A questão é que ao entrar no mundo dos grandes felinos, Joe Exotic também entrou num mundo perigoso onde as regras do jogo são feitas por aqueles que tem mais dinheiro. Joe através de contatos ou “doações” (quando outros donos de animais não se viam mais como capazes de cuidar deles, chamavam Joe para levá-los ao seu zoológico) aumentou exponencialmente sua coleção e em poucos anos já contava com mais de 200 tigres, entre outros animais. Além disso, ele possuía um canal online onde exibia conteúdos ao vivo sobre seu zoológico e cruzava o pais levando filhotes de tigre para serem expostos em shoppings centers como forma de ganhar dinheiro com os animais. Era questão de tempo até que virasse alvo de organizações contra abusos de animais.

Em 2011, Carole Baskin, fundadora do santuário Big Cat Rescue, organizou uma inúmera série de protestos através do país para impedir que Joe Exotic continuasse lucrando com os animais. Nesse cenário temos o início do maior conflito da série, sendo comparado em alguns momentos a rixa entre Hatfields e McCoys. Joe não aceita e começa em seu site a fazer com que a maior parte de seus vídeos seja sobre o ódio mortal que possui em relação a Carole, expondo-a como alguém que também lucra com os animais e revivendo suspeitas de que ela teria assassinado seu ex-marido (fato este que é amplamente debatido no terceiro episódio da série e que resultou inclusive em um clipe musical onde Joe contratou uma sósia de Carole para fazer uma reprodução de como teria sido o assassinato).
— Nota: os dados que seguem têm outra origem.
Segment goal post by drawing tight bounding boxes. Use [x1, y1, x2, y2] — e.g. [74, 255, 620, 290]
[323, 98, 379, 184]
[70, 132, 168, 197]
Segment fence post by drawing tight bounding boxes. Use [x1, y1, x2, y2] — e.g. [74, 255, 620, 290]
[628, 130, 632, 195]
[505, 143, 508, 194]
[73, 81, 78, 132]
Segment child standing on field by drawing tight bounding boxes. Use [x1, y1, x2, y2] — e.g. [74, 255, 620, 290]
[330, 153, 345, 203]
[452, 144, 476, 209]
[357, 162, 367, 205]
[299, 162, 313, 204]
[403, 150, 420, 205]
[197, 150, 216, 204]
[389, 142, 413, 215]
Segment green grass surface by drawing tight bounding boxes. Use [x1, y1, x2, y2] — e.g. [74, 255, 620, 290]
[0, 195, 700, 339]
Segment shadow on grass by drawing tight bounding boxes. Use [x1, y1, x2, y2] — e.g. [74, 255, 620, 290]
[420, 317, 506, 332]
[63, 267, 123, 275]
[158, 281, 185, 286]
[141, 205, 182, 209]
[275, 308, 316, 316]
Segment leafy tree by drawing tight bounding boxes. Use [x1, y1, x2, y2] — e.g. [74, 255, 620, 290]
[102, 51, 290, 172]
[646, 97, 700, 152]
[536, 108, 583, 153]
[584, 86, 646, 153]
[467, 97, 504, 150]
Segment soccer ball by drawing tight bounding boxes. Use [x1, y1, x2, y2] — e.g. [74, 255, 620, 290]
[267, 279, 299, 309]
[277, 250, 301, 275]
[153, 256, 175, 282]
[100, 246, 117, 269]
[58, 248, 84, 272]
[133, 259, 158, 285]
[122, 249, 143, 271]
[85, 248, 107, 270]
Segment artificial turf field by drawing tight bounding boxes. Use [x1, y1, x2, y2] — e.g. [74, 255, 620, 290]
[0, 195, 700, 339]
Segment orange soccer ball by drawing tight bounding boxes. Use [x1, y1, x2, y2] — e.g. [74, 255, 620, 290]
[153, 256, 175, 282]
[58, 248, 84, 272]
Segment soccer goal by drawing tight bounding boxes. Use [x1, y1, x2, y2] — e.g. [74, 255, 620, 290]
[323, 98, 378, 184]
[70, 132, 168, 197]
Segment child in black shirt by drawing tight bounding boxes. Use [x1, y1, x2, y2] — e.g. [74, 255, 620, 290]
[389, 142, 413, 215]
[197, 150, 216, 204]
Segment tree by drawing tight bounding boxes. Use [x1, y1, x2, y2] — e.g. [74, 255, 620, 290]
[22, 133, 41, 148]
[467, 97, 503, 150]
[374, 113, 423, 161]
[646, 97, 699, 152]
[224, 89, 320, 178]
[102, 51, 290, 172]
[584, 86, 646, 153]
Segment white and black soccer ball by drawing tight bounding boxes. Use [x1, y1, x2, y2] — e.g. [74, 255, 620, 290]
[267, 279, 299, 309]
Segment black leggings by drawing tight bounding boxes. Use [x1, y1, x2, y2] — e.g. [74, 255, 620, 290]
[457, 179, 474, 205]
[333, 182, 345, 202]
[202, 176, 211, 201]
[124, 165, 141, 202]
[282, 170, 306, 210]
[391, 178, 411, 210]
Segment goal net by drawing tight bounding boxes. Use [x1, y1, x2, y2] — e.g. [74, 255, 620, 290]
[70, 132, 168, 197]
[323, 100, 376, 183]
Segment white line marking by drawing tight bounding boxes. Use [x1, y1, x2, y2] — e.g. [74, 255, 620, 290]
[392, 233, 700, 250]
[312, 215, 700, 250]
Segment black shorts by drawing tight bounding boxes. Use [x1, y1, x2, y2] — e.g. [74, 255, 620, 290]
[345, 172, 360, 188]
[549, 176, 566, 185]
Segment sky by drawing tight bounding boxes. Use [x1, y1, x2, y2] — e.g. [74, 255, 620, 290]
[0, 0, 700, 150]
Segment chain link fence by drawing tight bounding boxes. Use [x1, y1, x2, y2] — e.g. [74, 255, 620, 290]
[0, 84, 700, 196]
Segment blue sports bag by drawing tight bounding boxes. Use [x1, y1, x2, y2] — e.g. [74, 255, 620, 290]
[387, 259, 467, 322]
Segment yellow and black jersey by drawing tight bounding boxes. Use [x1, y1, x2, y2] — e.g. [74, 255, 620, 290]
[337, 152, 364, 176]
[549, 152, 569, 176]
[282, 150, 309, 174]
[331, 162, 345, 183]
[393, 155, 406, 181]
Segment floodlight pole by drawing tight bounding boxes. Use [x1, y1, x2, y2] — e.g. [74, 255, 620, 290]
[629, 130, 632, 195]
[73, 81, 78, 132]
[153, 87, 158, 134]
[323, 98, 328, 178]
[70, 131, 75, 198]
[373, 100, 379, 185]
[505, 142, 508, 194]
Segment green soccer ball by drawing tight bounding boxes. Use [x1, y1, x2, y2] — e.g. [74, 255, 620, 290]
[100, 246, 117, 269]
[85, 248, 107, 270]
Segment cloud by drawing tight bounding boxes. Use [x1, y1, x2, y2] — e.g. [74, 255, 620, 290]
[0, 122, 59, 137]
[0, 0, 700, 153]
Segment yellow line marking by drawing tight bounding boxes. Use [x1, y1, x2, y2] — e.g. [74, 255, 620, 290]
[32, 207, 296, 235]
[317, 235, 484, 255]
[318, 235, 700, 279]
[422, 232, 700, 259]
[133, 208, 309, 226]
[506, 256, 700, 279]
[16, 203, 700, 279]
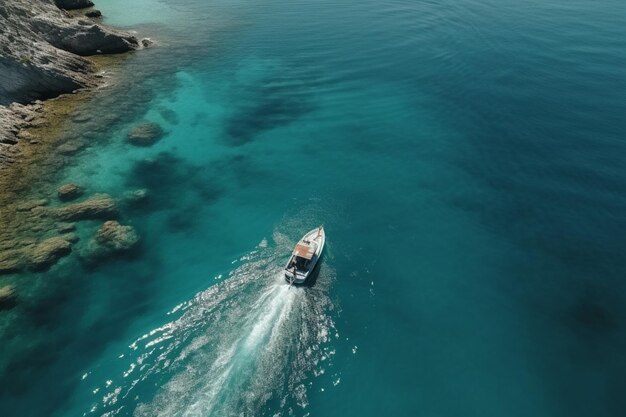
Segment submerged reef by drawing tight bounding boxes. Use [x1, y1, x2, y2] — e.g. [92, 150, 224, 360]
[0, 0, 149, 169]
[0, 0, 151, 309]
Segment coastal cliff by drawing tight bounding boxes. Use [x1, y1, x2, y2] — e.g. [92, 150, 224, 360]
[0, 0, 141, 165]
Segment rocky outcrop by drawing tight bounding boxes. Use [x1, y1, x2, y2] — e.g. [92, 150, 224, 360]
[52, 194, 117, 221]
[57, 183, 85, 201]
[127, 122, 165, 146]
[0, 0, 141, 168]
[82, 220, 139, 263]
[28, 237, 72, 270]
[0, 235, 76, 274]
[122, 188, 150, 207]
[54, 0, 93, 10]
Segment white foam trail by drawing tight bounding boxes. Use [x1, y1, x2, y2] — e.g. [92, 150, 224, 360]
[86, 240, 336, 417]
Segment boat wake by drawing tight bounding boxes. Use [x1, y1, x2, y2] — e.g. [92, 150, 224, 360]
[85, 231, 338, 417]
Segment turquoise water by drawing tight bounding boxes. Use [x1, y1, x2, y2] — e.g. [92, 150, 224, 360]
[0, 0, 626, 417]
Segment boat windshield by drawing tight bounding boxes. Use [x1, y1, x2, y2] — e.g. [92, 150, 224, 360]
[295, 256, 309, 271]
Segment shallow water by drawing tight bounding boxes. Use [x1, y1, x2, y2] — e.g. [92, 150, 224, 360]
[0, 0, 626, 417]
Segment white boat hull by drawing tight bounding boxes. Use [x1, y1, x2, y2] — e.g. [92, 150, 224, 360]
[285, 226, 326, 284]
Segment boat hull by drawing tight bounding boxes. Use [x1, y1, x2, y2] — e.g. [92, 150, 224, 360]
[285, 226, 326, 285]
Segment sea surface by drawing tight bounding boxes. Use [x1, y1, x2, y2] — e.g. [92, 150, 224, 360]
[0, 0, 626, 417]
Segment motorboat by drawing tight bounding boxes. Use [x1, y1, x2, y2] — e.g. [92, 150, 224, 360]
[285, 226, 326, 284]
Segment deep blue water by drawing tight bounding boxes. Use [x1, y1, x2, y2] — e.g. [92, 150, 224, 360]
[0, 0, 626, 417]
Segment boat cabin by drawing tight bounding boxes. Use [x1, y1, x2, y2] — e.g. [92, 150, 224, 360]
[290, 241, 317, 271]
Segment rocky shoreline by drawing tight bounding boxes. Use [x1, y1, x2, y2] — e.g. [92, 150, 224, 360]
[0, 0, 150, 166]
[0, 0, 150, 310]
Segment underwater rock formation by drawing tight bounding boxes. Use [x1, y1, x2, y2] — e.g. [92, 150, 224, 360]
[53, 194, 117, 221]
[127, 122, 165, 146]
[0, 0, 142, 168]
[28, 237, 72, 270]
[81, 220, 139, 263]
[57, 183, 85, 201]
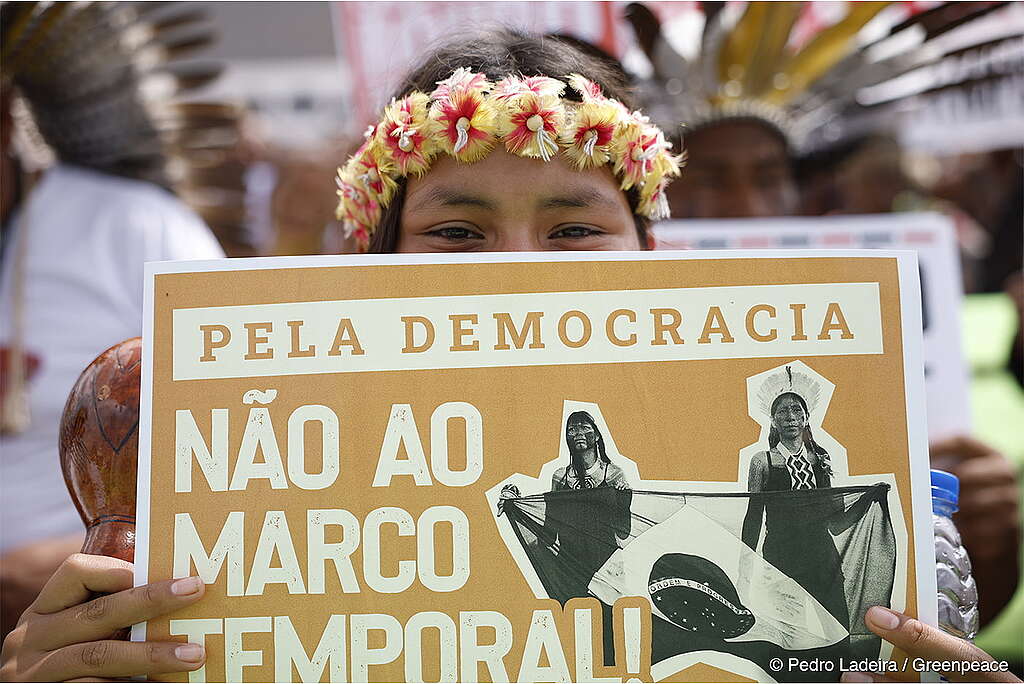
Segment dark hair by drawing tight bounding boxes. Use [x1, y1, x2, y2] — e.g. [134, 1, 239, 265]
[768, 392, 831, 464]
[369, 28, 650, 254]
[565, 411, 611, 482]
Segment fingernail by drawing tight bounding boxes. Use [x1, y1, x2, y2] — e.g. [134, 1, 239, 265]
[171, 578, 203, 596]
[174, 644, 203, 662]
[865, 605, 899, 630]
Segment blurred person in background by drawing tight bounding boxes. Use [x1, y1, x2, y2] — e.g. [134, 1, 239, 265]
[831, 133, 991, 293]
[627, 2, 1024, 651]
[0, 3, 230, 634]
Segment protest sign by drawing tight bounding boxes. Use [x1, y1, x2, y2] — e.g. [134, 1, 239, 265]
[133, 251, 935, 682]
[655, 213, 971, 439]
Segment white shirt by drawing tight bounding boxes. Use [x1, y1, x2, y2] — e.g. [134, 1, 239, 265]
[0, 166, 223, 550]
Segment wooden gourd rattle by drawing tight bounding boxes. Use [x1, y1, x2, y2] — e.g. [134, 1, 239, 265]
[59, 337, 142, 562]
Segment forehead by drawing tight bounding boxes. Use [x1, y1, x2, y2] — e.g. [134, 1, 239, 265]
[406, 148, 629, 211]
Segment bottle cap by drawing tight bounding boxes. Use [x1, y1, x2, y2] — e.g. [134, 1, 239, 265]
[932, 469, 959, 506]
Ao longo dos anos a intensidade dos conflitos só aumentou, com processos milionários acontecendo e culminando, finalmente, na contratação de um matador de aluguel para eliminar Carole da disputa. É somente nesse momento da série que a polícia interfere de maneira séria em toda a confusão. Uma série de medidas são tomadas para conseguir a prisão de Joe Exotic resultando na sua prisão em setembro de 2018. Um julgamento amplamente coberto pela mídia ocorre nos meses seguintes resultando na condenação de Joe, mas a validade das acusações e a justiça por trás de todo o caso são muito contestadas por uma grande parte dos envolvidos.

A questão que parece ser mais sensível é que, além do fato de obviamente, nenhuma das partes ser totalmente isenta, não existe qualquer forma de posicionamento por parte do governo norte-americano que proíba ou regularize o comércio e/ou criação dos grandes felinos e de outros animais selvagens, o que permite o crescimento gigante de um mercado ilegal, nocivo aos animais (os tigres são uma espécie que não está longe do risco de extinção e que, atualmente existem em maior número em cativeiros do que em seu habitat natural), altamente lucrativo para os que deles se beneficiam e que facilita o crescimento de um circo midiático que não leva a lugar algum.

Máfia dos Tigres, no final, é uma boa série com uma boa produção, mas que, no final, cai na sina de procurar expor muito mais o lado vendável dos humanos envolvidos do que o dos animais explorados. É uma minissérie que pode ser rapidamente maratonada com um ritmo fluído, só que ao acabar deixa a sensação de que nada mudou e, sem uma intervenção coerente, nada será mudado.